Install Bodo to get started (e.g., pip install bodo or conda install bodo -c bodo.ai -c conda-forge). Additionally, install bodosql with pip or conda:

pip install bodosql

conda install -c bodo.ai -c conda-forge bodosql

Generate Sample Data¶

Let's start by creating a Parquet file with some sample data. The following Python code creates a Parquet file with two columns A and B and 20 million rows. The column A contains values from 0 to 29, and the column B contains values from 0 to 19,999,999.

import pandas as pd
import numpy as np
import bodo
import bodosql
import time

NUM_GROUPS = 30
NUM_ROWS = 20_000_000
df = pd.DataFrame({
    "A": np.arange(NUM_ROWS) % NUM_GROUPS,
    "B": np.arange(NUM_ROWS)
})
df.to_parquet("my_data.pq")

Create a local in-memory SQL Table¶

Now let's create a local in-memory SQL table from the Parquet file. We can use the TablePATH API to register the table into our BodoSQLContext.

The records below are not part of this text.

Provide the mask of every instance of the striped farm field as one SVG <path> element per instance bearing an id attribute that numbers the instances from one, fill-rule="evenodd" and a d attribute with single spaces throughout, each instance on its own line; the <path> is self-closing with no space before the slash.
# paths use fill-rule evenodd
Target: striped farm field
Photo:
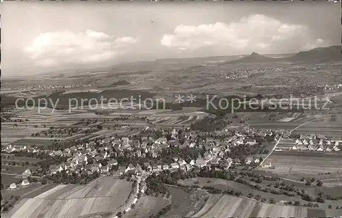
<path id="1" fill-rule="evenodd" d="M 319 152 L 275 152 L 267 159 L 275 169 L 269 170 L 281 174 L 281 169 L 291 168 L 291 174 L 315 174 L 341 172 L 342 154 Z M 268 170 L 268 169 L 267 169 Z M 285 172 L 288 174 L 288 172 Z"/>
<path id="2" fill-rule="evenodd" d="M 193 218 L 225 217 L 306 217 L 337 216 L 338 210 L 313 209 L 306 207 L 262 203 L 248 198 L 215 195 Z M 218 201 L 217 197 L 220 197 Z M 214 204 L 213 206 L 213 204 Z M 315 213 L 315 215 L 314 213 Z"/>
<path id="3" fill-rule="evenodd" d="M 32 198 L 24 198 L 12 218 L 77 217 L 116 212 L 124 204 L 131 182 L 101 177 L 86 185 L 60 185 Z"/>

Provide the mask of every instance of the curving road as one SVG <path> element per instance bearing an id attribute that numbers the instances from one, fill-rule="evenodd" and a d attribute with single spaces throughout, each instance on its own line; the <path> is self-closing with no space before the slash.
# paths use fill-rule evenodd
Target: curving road
<path id="1" fill-rule="evenodd" d="M 302 123 L 302 124 L 299 125 L 298 126 L 297 126 L 297 127 L 295 127 L 295 128 L 294 128 L 291 129 L 291 131 L 289 131 L 289 133 L 291 134 L 291 133 L 292 133 L 292 131 L 295 131 L 295 130 L 298 129 L 298 128 L 300 128 L 300 126 L 302 126 L 305 125 L 306 124 L 307 124 L 307 123 L 308 123 L 308 122 L 312 122 L 312 121 L 313 121 L 313 120 L 309 120 L 309 121 L 307 121 L 307 122 L 304 122 L 304 123 Z M 265 157 L 265 158 L 263 160 L 263 161 L 261 161 L 261 162 L 260 163 L 260 164 L 259 165 L 259 167 L 260 167 L 263 165 L 263 163 L 266 161 L 266 159 L 268 159 L 268 157 L 269 157 L 269 156 L 272 154 L 272 152 L 274 151 L 274 150 L 276 150 L 276 147 L 277 147 L 278 144 L 279 144 L 279 142 L 280 142 L 281 139 L 282 139 L 282 137 L 280 136 L 280 137 L 279 137 L 279 139 L 278 139 L 277 142 L 276 143 L 276 145 L 274 146 L 274 147 L 273 147 L 272 150 L 271 150 L 271 152 L 270 152 L 267 154 L 267 156 L 266 156 L 266 157 Z"/>

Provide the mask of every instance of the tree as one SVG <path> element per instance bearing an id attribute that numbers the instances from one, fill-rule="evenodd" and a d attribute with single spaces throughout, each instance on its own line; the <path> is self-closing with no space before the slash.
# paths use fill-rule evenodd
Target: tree
<path id="1" fill-rule="evenodd" d="M 47 179 L 43 178 L 42 180 L 42 185 L 46 185 L 47 183 Z"/>
<path id="2" fill-rule="evenodd" d="M 323 185 L 323 182 L 321 180 L 318 180 L 317 185 L 318 186 L 322 186 Z"/>

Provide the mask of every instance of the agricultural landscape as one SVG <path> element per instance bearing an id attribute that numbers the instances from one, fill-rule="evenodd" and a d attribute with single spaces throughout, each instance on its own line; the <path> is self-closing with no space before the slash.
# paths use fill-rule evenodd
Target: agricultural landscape
<path id="1" fill-rule="evenodd" d="M 262 14 L 174 27 L 145 9 L 115 36 L 101 29 L 120 15 L 40 33 L 31 73 L 1 77 L 1 217 L 342 217 L 340 44 Z M 174 29 L 162 48 L 155 27 Z"/>

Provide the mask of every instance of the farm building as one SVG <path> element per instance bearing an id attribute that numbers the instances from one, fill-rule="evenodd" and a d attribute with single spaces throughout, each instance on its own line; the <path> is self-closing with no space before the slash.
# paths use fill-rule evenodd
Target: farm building
<path id="1" fill-rule="evenodd" d="M 14 189 L 16 188 L 16 185 L 15 183 L 12 183 L 10 185 L 10 189 Z"/>
<path id="2" fill-rule="evenodd" d="M 23 182 L 21 182 L 21 185 L 23 185 L 23 186 L 26 186 L 28 185 L 29 185 L 29 180 L 23 180 Z"/>

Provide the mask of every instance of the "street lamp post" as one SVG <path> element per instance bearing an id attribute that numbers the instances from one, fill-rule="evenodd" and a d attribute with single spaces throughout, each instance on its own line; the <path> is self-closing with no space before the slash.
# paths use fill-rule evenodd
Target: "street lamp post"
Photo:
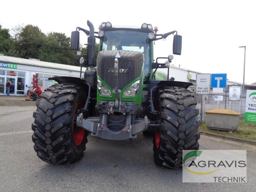
<path id="1" fill-rule="evenodd" d="M 244 94 L 244 72 L 245 69 L 245 50 L 246 50 L 246 46 L 240 46 L 239 47 L 244 48 L 244 77 L 243 79 L 243 87 L 242 87 L 242 94 Z"/>

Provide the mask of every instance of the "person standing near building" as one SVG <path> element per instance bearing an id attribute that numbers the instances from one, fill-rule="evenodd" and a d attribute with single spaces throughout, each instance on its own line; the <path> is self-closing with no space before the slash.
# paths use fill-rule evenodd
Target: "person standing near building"
<path id="1" fill-rule="evenodd" d="M 6 93 L 7 95 L 10 95 L 10 87 L 11 87 L 11 82 L 10 80 L 8 80 L 6 82 Z"/>

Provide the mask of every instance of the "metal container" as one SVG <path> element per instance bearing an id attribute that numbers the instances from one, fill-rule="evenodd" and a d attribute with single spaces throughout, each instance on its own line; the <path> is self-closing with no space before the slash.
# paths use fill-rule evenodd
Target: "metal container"
<path id="1" fill-rule="evenodd" d="M 213 129 L 236 132 L 241 113 L 228 109 L 216 109 L 205 111 L 206 126 Z"/>

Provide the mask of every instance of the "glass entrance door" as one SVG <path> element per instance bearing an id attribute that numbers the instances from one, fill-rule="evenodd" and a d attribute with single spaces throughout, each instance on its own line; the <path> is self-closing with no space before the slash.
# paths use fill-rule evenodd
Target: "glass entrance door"
<path id="1" fill-rule="evenodd" d="M 0 77 L 0 93 L 4 93 L 4 87 L 5 85 L 5 77 Z"/>
<path id="2" fill-rule="evenodd" d="M 15 93 L 15 78 L 6 77 L 6 82 L 8 80 L 11 82 L 11 87 L 10 87 L 10 94 L 14 94 Z"/>

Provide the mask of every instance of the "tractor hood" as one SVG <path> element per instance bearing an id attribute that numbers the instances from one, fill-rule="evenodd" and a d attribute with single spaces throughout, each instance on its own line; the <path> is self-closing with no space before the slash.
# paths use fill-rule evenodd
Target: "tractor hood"
<path id="1" fill-rule="evenodd" d="M 98 75 L 113 89 L 115 86 L 115 59 L 118 52 L 118 88 L 122 90 L 140 76 L 143 67 L 143 55 L 140 52 L 125 51 L 99 52 L 97 58 Z"/>

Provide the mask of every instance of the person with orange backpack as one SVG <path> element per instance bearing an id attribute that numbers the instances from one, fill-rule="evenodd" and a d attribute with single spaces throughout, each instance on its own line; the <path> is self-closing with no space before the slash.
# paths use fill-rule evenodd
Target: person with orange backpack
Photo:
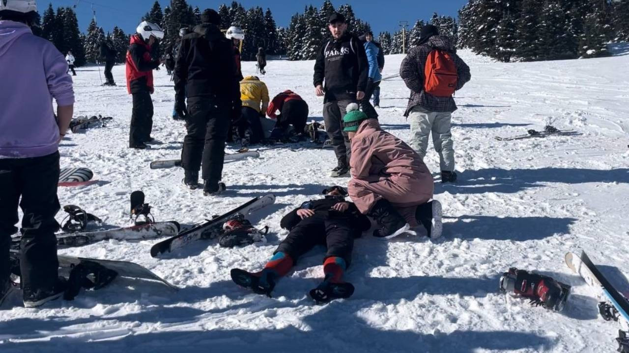
<path id="1" fill-rule="evenodd" d="M 431 131 L 441 181 L 455 182 L 450 120 L 457 105 L 452 96 L 471 79 L 469 67 L 457 55 L 452 40 L 428 24 L 421 29 L 419 45 L 402 61 L 399 74 L 411 90 L 404 113 L 411 120 L 411 146 L 423 158 Z"/>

bc = bodosql.BodoSQLContext(
    {
        "TABLE1": bodosql.TablePath("my_data.pq", "parquet")
    }
)

Write a SQL Query¶

Now we can write a SQL query to compute the sum of column A for all rows where B is greater than 4. We encapsulate the statement within a @bodo.jit decorated function to indicate that we want to compile the code using Bodo. Let's also add a timer to measure the execution time.

@bodo.jit(cache=True)
def query(bc):
    t1 = time.time()
    df1 = bc.sql("SELECT SUM(A) as SUM_OF_COLUMN_A FROM TABLE1 WHERE B > 4")
    print("Execution time:", time.time() - t1)
    return df1

result = query(bc)
print(result)

Running your code¶

Bringing it all together, the complete code looks like this:

import pandas as pd
import numpy as np
import bodo
import bodosql
import time

NUM_GROUPS = 30
NUM_ROWS = 20_000_000

df = pd.DataFrame({
    "A": np.arange(NUM_ROWS) % NUM_GROUPS,
    "B": np.arange(NUM_ROWS)
})

df.to_parquet("my_data.pq")

bc = bodosql.BodoSQLContext(
    {
        "TABLE1": bodosql.TablePath("my_data.pq", "parquet")
    }
)

@bodo.jit(cache=True)
def query(bc):
    t1 = time.time()
    df1 = bc.sql("SELECT SUM(A) as SUM_OF_COLUMN_A FROM TABLE1 WHERE B > 4")
    print("Execution time:", time.time() - t1)
    return df1

result = query(bc)
print(result)

To run the code, save it to a file, e.g. test_bodo_sql.py, and run the following command in your terminal:

python test_bodo_sql.py

By default Bodo will use all available cores. To set a limit on the number of processes spawned, set the environment variable BODO_NUM_WORKERS. Note that the first time you run this code, it may take a few seconds to compile the code. Next time you run the code, it will execute much faster. Check the SQL API Reference for the full list of supported SQL operations.